A computer-executable program for recognizing an object in a recognized image,
Enter the image to be recognized,
Reading the recognition template image from the database storing the recognition template image,
Performing object recognition by comparing the recognition template image with the recognized image,
A computer-executable object recognition program for moving or deforming a recognition image obtained by the object recognition based on parameters obtained by the object recognition.

The object recognition program according to any one of claims 9 to 11, wherein the parameter includes at least one of a frame position of a recognition image, a recognition object position, a recognition object size, and a tilt of the recognition object.

An object recognition device that recognizes an object in a recognized image by comparing a recognition template image with the recognized image,
Means for receiving an input of a recognized image;
A database storing recognition template images,
Means for comparing the recognition template image read from the database with the recognized image,
An object recognition apparatus comprising: a recognition image obtained by the object recognition as a recognition template image; and a means for associating the template image with parameters at the time of recognition and registering the template image in the database.
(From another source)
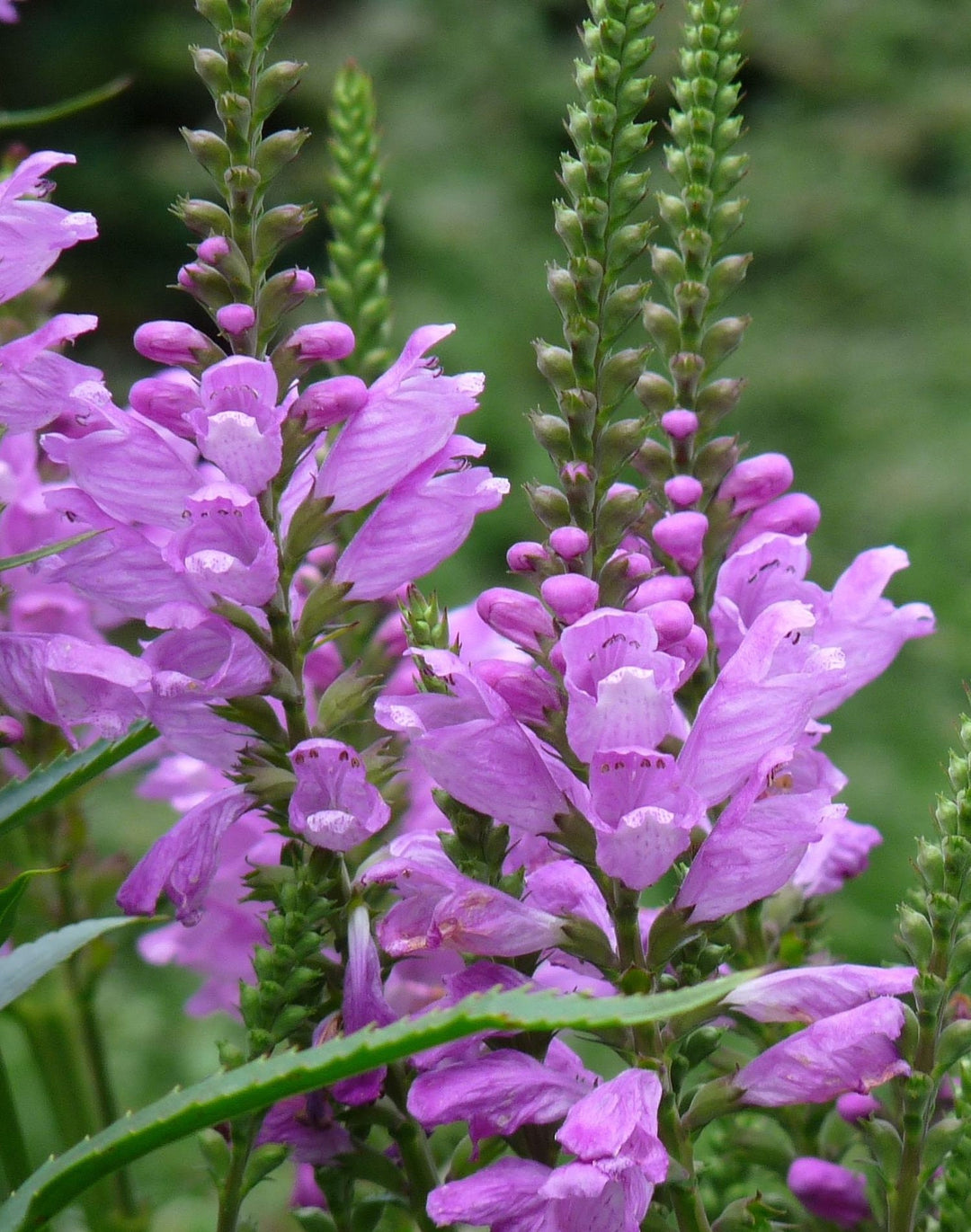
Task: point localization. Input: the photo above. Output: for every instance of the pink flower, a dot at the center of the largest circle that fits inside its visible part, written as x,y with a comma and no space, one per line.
33,232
14. The object recognition device according to claim 13, wherein when the image to be recognized is composed of a plurality of continuous images, the object recognition is performed on the continuous images at predetermined intervals.

An object recognition device that recognizes an object in a recognized image by comparing a recognition template image with the recognized image,
Means for receiving an input of a recognized image;
A database storing recognition template images,
Means for comparing the recognition template image read from the database with the recognized image,
Means for moving or deforming the recognition image obtained by the object recognition based on the parameters obtained by the object recognition.

16. The object recognition device according to claim 13, wherein the parameter includes at least one of a frame position of the recognition image, a recognition object position, a recognition object size, and a tilt of the recognition object.